By implementing this, you will achieve chargeback protection and lower interchange rates, making it one of the most sought-after fraud prevention tools.
Evaluate with Risk Scoring
This tool uses machine learning methods to look at the various components of an online credit card transaction to determine the probability of it being fraudulent. You will need to evaluate the results of their transaction verification tools like AVS, CVV, device ID, etc. along with what the user is buying and where the user wants the item shipped. (Source:Burlington Bank Card). The higher the fraud score, the more the reason for you to decline the transaction.
Risk scoring will provide a case-by-case evaluation and will flag transactions based on the rules you choose, such as an AVS failure test, IP range, use of anonymous email addresses, billing address verification, and others. Predictive machine learning algorithms can learn from prior data and estimate the probability of a fraudulent credit card transaction.
What next?
To protect your business from card frauds and related losses, integrate with a payment gateway that has built-in fraud prevention tools. This way, you will have to manually review only the flagged transactions and will have much lesser at stake.

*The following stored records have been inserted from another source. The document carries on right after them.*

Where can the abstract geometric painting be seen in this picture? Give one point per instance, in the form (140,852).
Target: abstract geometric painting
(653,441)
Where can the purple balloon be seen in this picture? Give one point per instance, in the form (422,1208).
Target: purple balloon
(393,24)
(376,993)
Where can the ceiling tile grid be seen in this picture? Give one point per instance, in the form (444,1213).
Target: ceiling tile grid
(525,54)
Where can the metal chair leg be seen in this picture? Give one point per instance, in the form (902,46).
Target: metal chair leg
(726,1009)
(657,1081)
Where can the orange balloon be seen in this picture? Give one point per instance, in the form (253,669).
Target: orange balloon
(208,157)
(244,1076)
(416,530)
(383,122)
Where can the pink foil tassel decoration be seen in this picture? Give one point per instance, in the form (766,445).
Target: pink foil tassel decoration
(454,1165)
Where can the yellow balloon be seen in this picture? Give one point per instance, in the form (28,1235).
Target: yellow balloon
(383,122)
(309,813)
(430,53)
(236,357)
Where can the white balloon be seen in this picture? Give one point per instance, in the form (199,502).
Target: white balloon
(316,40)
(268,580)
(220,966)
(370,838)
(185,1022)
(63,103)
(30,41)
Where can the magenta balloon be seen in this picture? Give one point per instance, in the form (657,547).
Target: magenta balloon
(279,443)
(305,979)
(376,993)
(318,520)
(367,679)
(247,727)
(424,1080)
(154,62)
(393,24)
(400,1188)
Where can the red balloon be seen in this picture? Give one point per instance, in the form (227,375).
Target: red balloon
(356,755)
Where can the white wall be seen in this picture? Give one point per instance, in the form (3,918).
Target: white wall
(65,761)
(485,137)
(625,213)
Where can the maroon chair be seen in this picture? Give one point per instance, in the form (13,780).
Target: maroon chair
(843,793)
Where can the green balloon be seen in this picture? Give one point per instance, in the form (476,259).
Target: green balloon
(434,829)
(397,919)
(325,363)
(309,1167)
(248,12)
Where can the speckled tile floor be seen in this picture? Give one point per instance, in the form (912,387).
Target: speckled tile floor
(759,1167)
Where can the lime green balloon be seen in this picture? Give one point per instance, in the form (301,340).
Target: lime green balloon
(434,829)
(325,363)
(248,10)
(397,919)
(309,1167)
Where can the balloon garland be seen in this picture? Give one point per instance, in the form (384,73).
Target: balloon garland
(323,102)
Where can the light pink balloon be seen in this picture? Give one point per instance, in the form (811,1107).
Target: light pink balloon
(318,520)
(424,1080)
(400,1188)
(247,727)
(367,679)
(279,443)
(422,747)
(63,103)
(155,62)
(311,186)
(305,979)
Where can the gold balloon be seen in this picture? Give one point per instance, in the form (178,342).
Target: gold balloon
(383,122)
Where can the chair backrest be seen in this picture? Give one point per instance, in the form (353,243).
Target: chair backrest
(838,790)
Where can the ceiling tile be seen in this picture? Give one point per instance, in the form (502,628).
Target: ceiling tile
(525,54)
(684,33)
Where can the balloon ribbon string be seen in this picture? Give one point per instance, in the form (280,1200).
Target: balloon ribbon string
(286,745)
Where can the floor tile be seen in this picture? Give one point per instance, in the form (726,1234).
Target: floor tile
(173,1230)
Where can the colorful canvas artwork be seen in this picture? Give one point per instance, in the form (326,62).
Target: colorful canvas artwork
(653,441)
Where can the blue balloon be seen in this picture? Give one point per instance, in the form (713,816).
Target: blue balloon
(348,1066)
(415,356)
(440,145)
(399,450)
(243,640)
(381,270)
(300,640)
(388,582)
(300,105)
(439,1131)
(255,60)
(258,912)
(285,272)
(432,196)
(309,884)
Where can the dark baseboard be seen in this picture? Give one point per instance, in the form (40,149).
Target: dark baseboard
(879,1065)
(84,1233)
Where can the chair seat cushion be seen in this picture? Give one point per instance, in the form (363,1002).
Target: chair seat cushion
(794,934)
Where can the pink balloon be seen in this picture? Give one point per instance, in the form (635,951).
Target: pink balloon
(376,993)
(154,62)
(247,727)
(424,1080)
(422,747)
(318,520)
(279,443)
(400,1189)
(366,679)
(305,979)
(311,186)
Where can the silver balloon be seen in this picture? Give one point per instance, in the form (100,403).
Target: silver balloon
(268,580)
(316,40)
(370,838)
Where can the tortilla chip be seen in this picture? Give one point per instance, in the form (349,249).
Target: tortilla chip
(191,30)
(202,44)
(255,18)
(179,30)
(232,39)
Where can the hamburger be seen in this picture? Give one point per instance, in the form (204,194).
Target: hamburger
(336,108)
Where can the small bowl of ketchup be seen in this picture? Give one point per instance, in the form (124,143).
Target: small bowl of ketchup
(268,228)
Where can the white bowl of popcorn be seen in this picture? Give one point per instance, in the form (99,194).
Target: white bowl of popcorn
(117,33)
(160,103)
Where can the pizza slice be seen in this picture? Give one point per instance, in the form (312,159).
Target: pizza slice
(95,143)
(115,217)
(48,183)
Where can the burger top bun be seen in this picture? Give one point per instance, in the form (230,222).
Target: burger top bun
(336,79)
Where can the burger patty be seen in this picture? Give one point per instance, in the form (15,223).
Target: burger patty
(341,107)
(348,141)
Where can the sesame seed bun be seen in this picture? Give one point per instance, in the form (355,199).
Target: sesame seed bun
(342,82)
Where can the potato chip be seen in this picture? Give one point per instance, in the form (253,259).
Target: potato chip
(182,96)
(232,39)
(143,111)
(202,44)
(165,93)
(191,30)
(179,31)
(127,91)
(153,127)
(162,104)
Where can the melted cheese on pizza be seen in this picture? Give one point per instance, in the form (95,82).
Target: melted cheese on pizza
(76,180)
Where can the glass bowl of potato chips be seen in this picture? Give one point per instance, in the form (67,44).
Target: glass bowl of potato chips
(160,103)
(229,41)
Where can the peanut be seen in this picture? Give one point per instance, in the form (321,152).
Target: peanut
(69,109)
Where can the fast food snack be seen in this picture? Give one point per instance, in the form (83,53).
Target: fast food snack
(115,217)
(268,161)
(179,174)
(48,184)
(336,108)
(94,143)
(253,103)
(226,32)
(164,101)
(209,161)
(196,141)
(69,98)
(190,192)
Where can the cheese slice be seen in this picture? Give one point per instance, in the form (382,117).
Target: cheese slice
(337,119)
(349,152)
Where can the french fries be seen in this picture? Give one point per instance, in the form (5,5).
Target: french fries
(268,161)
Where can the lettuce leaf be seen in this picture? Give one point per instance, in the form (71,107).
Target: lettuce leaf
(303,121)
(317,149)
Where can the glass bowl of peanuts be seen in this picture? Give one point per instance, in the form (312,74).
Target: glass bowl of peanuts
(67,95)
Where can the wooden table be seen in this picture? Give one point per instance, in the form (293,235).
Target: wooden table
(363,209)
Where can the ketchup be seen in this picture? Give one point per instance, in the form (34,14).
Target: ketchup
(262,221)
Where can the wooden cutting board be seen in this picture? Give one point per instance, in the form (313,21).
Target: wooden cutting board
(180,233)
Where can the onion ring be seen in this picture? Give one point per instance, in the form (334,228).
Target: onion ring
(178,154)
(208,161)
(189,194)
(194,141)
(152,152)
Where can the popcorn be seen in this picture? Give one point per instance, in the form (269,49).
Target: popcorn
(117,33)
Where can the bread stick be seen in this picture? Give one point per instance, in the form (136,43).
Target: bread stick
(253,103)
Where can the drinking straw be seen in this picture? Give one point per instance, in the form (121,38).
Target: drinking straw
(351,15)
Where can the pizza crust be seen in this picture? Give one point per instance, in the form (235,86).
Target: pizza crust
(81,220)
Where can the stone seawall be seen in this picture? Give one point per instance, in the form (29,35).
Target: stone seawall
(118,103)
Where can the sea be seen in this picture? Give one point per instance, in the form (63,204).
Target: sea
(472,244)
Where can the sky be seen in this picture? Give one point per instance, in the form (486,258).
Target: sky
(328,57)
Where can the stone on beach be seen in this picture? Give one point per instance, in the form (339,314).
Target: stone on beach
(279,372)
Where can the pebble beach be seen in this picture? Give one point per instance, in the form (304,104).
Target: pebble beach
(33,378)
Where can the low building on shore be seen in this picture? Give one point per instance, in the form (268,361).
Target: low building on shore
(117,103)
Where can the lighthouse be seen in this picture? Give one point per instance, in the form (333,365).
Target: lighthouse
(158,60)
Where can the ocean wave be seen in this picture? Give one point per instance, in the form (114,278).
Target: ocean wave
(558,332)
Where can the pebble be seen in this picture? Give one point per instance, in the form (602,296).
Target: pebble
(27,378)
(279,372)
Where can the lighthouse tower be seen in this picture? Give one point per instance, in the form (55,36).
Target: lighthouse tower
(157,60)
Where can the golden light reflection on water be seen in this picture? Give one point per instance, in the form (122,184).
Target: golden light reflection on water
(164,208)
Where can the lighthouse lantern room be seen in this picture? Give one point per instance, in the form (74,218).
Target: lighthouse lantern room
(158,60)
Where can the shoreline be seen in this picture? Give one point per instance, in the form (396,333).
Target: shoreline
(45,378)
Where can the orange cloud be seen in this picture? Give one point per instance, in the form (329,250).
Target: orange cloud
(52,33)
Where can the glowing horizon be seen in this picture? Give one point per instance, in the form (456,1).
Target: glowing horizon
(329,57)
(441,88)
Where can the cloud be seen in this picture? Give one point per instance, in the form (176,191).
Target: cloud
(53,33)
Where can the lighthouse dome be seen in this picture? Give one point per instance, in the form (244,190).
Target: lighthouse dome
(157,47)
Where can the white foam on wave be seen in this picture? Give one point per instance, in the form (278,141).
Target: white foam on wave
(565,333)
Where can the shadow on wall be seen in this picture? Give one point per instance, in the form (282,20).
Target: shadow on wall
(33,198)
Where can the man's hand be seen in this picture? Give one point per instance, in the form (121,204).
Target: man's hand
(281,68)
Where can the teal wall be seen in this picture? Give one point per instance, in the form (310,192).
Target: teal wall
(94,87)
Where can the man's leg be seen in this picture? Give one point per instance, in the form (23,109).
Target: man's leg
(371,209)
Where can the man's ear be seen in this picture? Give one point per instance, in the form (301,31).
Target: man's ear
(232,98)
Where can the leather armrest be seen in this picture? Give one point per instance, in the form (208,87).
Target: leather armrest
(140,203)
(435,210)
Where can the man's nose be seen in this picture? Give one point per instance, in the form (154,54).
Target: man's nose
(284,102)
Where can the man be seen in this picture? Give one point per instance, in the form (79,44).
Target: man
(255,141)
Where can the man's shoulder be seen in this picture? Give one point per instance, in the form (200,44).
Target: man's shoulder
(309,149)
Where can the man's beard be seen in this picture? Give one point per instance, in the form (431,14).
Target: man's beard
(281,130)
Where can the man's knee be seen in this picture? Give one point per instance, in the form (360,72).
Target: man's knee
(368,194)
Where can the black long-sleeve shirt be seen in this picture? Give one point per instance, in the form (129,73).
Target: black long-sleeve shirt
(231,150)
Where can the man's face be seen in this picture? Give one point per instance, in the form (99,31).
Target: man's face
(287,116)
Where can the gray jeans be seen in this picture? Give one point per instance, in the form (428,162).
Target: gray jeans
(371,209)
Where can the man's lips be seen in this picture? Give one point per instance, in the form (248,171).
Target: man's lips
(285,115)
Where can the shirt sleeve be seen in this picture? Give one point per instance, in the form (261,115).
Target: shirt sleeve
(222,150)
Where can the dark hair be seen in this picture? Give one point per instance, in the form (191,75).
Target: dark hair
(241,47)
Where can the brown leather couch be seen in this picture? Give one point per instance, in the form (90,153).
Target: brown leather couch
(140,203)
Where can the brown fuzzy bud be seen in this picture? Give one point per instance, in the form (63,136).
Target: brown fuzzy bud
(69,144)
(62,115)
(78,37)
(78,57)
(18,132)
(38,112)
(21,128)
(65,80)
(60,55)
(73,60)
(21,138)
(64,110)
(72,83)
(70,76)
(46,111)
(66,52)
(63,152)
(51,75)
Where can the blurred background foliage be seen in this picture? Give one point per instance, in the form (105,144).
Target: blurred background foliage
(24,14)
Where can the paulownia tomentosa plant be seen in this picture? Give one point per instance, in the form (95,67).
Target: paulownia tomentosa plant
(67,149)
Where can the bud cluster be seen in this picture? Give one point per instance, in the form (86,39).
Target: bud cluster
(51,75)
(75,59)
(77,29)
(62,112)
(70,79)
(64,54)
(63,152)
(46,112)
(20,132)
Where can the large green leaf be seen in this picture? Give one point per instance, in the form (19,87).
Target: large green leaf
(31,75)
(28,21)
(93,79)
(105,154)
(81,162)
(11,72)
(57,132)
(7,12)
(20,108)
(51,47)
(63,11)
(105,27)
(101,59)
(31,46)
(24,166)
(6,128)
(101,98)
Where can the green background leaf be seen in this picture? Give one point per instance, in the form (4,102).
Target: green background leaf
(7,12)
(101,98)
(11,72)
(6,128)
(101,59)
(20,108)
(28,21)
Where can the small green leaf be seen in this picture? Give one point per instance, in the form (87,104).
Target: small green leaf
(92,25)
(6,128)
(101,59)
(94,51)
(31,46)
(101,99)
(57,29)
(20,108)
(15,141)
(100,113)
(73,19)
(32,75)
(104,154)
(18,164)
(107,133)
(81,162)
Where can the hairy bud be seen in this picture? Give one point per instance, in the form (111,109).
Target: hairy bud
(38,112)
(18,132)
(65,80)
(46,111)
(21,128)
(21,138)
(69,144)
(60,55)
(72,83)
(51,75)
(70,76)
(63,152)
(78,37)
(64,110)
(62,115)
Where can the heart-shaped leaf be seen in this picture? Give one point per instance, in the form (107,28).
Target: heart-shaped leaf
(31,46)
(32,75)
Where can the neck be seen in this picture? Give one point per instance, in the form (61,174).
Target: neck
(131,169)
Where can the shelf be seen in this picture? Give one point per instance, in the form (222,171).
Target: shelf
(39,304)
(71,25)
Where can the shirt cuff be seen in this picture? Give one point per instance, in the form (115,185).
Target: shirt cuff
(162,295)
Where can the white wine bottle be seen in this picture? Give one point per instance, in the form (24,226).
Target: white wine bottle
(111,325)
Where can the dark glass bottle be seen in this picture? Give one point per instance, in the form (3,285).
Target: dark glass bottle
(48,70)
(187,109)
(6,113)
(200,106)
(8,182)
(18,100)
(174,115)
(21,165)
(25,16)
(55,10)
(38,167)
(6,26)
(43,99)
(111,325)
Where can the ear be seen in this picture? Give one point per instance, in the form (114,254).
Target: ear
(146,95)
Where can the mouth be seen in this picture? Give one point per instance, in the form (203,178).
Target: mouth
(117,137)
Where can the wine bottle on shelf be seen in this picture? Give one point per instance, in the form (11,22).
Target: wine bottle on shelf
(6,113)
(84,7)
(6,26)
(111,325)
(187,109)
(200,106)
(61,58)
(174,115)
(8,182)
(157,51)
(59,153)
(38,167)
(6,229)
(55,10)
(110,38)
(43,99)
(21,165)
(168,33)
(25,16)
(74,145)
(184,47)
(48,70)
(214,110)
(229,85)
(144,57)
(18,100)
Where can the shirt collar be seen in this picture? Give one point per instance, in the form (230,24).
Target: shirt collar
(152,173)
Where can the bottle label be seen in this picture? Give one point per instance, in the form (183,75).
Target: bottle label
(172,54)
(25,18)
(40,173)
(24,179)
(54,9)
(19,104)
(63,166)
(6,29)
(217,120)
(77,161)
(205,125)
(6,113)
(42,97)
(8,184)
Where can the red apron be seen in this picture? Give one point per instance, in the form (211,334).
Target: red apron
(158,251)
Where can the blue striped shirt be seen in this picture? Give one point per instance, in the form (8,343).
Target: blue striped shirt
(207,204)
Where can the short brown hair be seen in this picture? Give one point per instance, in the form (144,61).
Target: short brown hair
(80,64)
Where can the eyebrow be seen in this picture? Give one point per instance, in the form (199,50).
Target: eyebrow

But in a lot of cases, implementing security measures that are not flexible leads to a large volume of legitimate transactions being declined on the grounds of suspected fraud. These false positives will discourage these customers to buy from you again. To save yourself from unnecessary trouble, you can make use of biometric authorization (fingerprint scanning, voice or facial recognition, digital signatures) or two-factor authentication (two-step verification) for cardholders to prove their identity. Where card readers are concerned, using EMV chip reader is highly recommended as the data encrypted on EMV chips is constantly changing and highly impossible to replicate.
Looking at it from a realistic standpoint, you have to venture beyond equipping your business with only a few security tools, and at the same time add flexibility for approving transactions.